Why FlashOcc could achieve such outstanding performance with only conv2d ops?

Yzichen / FlashOCC

Apache License 2.0

293 stars 31 forks source link

Why FlashOcc could achieve such outstanding performance with only conv2d ops? #7

Open QingXIA233 opened 10 months ago

QingXIA233 commented 10 months ago

Hello, @Yzichen brilliant idear and nice work! With all due respect, I wonder why FlashOcc could achieve such amazing results shown in yor paper with only conv2d ops. Couple months ago, I trained BevdetOcc2D which also uses 2D img_bev_encoder_backbone and img_bev_encoder_neck (z is collapsed), the only difference with FlashOcc is that before the features enter the head, they are reshaped to 3D, thus the head still uses Conv3d. When I read your code, I expect to see some extrodinary operation or design in the head part, but the difference is that it replaces the conv3d with conv2d simply and adds some reshape ops to get the final predictions. I can't help wondering why this kind of architecture works so well or maybe there is some novel design that I didn't notice here. Please provide some hints. Thank you a lot.

Yzichen commented 10 months ago

Compared with BEVDet-OCC, we indeed just replace conv3d with conv2d and then introduce a channel2height operation to obtain 3D occupancy prediction results. No other tricks.

QingXIA233 commented 10 months ago

Compared with BEVDet-OCC, we indeed just replace conv3d with conv2d and then introduce a channel2height operation to obtain 3D occupancy prediction results. No other tricks.
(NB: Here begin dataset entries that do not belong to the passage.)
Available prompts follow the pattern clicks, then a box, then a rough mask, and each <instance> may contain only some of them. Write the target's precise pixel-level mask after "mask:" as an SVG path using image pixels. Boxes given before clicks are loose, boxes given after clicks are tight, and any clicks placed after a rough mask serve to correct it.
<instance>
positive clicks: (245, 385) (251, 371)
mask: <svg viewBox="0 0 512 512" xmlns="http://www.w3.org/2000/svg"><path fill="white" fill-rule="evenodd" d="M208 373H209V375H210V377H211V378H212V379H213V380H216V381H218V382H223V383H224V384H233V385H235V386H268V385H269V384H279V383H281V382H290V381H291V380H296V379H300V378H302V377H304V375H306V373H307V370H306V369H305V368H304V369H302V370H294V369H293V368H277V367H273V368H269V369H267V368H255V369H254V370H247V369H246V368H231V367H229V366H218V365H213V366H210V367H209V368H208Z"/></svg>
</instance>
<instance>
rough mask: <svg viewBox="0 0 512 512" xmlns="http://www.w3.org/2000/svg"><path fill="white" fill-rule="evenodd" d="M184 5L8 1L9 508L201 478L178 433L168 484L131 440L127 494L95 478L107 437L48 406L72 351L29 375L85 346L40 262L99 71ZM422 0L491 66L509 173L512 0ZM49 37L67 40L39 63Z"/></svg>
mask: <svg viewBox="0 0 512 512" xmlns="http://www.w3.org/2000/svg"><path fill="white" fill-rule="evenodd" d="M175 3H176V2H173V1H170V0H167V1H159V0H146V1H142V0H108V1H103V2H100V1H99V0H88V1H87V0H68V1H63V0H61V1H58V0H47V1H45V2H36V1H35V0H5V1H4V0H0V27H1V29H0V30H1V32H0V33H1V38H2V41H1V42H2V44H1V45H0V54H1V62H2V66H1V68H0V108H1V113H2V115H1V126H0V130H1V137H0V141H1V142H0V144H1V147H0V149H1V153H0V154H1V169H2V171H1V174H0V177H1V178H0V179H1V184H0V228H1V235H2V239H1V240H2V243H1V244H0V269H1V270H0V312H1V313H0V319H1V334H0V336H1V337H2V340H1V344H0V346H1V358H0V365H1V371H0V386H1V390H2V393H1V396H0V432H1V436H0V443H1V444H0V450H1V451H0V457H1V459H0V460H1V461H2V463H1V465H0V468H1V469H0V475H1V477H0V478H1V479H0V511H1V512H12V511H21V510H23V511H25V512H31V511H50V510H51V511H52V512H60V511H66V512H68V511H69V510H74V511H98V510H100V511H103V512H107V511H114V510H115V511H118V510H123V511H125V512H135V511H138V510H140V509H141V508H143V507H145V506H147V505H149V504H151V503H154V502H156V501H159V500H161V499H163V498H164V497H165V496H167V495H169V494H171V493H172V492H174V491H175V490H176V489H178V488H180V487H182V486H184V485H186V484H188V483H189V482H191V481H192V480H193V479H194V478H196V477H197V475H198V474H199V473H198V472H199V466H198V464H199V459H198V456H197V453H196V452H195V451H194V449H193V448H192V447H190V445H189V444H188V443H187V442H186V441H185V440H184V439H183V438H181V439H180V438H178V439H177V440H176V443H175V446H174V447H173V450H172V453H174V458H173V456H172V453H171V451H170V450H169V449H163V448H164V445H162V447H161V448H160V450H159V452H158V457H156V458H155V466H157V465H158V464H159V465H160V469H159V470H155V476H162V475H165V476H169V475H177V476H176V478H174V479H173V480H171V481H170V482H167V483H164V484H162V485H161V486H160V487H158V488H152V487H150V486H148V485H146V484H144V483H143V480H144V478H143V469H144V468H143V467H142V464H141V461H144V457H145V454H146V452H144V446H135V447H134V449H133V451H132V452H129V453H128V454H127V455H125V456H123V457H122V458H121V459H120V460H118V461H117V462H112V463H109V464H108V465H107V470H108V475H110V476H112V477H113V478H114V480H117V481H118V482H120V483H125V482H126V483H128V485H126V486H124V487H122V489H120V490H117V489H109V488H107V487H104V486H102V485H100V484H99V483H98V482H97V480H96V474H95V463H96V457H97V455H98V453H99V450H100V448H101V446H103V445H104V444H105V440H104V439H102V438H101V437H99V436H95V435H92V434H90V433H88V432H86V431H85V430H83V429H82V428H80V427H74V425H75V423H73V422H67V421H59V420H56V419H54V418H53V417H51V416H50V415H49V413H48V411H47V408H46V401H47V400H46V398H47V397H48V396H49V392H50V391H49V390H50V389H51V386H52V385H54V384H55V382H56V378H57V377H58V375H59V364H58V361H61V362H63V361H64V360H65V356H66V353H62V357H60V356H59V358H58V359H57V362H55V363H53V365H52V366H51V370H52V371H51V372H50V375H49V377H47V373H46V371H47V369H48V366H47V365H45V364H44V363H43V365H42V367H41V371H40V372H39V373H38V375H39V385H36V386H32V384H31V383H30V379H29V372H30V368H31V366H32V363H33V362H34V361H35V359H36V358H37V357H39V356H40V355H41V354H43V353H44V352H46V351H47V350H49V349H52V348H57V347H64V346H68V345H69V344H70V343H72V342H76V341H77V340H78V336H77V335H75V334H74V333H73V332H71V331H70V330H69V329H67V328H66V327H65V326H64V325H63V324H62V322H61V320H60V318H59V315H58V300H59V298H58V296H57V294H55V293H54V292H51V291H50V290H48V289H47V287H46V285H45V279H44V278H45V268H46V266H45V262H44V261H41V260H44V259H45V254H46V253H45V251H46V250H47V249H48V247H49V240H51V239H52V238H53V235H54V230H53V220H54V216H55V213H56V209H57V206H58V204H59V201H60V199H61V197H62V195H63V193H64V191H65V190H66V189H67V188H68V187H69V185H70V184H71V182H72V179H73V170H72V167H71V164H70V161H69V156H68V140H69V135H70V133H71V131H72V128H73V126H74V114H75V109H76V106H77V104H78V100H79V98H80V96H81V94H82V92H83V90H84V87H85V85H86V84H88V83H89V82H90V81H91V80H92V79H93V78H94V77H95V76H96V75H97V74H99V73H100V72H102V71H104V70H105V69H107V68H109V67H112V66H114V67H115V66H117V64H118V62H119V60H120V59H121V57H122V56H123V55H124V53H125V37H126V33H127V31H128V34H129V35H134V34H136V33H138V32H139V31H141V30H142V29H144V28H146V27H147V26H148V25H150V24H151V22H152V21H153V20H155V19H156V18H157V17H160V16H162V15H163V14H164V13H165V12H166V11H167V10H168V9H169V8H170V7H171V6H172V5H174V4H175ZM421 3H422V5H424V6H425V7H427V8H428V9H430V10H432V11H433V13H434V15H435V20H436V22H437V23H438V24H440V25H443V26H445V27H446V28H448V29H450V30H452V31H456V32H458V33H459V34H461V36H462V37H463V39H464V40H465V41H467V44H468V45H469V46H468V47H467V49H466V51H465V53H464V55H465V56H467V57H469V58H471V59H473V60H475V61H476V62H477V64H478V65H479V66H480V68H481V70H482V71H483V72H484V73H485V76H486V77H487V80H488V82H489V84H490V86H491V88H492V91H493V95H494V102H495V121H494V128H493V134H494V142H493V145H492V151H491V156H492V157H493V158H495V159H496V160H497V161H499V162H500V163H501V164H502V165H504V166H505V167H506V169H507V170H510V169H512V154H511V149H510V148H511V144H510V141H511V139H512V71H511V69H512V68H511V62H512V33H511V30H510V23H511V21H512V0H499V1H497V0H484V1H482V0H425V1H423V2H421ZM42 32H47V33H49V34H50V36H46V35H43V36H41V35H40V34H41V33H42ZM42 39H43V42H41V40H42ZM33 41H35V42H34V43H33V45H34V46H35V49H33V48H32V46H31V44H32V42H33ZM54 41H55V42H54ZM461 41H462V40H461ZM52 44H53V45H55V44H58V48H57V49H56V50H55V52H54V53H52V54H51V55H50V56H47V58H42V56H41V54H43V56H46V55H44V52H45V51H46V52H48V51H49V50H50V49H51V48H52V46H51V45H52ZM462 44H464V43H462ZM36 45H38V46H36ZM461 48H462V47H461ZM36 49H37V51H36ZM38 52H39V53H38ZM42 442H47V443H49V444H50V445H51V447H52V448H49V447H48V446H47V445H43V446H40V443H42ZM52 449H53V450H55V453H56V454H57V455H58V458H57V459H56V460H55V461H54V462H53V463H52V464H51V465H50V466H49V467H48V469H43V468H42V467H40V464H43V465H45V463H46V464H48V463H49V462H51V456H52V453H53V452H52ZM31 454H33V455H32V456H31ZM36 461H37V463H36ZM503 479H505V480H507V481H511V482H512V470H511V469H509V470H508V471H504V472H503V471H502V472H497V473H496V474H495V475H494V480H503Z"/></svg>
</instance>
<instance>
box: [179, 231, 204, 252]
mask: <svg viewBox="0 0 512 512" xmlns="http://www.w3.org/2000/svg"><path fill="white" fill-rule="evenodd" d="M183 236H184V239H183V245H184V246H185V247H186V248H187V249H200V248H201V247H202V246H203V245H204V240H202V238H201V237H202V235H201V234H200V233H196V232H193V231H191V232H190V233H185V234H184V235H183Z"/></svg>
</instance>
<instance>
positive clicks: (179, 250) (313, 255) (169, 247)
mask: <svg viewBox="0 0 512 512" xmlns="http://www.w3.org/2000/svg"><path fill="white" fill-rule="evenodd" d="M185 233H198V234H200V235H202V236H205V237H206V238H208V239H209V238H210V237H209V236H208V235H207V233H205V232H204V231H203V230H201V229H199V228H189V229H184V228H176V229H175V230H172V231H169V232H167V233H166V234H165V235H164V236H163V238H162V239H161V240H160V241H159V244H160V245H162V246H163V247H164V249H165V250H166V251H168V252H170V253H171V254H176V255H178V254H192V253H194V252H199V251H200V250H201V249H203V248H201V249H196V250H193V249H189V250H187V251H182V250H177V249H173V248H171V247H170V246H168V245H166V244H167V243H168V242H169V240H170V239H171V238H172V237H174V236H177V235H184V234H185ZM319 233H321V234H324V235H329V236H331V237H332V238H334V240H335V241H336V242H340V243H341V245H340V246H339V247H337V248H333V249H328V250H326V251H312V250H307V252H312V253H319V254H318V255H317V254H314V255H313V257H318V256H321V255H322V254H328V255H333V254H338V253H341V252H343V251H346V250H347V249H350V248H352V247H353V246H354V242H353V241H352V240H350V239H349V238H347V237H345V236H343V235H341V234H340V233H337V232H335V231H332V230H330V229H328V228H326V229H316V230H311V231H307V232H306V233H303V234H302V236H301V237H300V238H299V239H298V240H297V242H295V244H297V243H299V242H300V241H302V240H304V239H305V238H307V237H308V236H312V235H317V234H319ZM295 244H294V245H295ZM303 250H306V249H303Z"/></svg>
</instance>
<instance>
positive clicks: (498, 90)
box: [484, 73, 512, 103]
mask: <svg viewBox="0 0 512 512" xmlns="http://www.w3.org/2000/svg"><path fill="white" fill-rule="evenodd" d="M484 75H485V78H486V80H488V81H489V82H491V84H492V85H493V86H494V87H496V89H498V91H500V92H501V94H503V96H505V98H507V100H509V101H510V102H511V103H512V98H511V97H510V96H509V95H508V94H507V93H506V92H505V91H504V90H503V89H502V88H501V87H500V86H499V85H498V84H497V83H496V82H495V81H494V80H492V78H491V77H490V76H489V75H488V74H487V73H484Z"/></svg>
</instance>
@Yzichen I got your point. However, there remain two concerns: 1. I undertsand the fact that replacing conv3d with conv2d ops makes the model run faster, but I don't get it why it could achieve better result. This is the reason why I asked about the tricks and designs. 2. Conv3d usually takes a longer time to converge than its conv2d counterpart. I wonder whether you trained the original bevdetocc model with more epochs to make sure it's fully trained. The first point above is the main mystery that draws my attention, I really hope that you could enlighten me a little bit. Thanks a lot.

Yzichen commented 10 months ago

To be honest, I don't have a definitive answer. Our original guess was that using conv2d would better benefit from the pre-trained detection weights, but later we found that conv2d performs slightly better than conv3d even without the detection weights.
Sorry, we lack the computational resources to train more epochs.

drilistbox commented 8 months ago

We thought the problem for several days. As the baseline methods (i.e. BEVDetOCC, UniOCC and FBOCC) based on voxel-level features would learn large number of non-object regions, thus 1) the easy non-object region can dominate training process and result in degenerated models, 2) the imbalanced samples increase learning difficulty for models. The above two issues offset the excellent performance of 3D-Conv.

LinuxCup commented 1 month ago

@drilistbox Hello, Can i ask a question! why does not use lidar directly for Occ task, most of which use images. PointCloud can use sparse Conv to avoid the above problems. I am a newer for this felid. Thinks!

drilistbox commented 1 month ago

@LinuxCup

camera-based solution is cheaper and more stable than the lidar-based one.
camera-based solution can construct the occupancy voxel for small or vimineous objects, which may be missed by the lidar point.
On nvidia's gpu, sparse-conv can also be applied to 3DConv-based methods(i.e., fbocc,bevdetocc,renderocc). But many oher edge-chips do not spport sparse-conv.

LinuxCup commented 1 month ago

@drilistbox think you for your reply! I will read the above parper you mentioned. Thinks.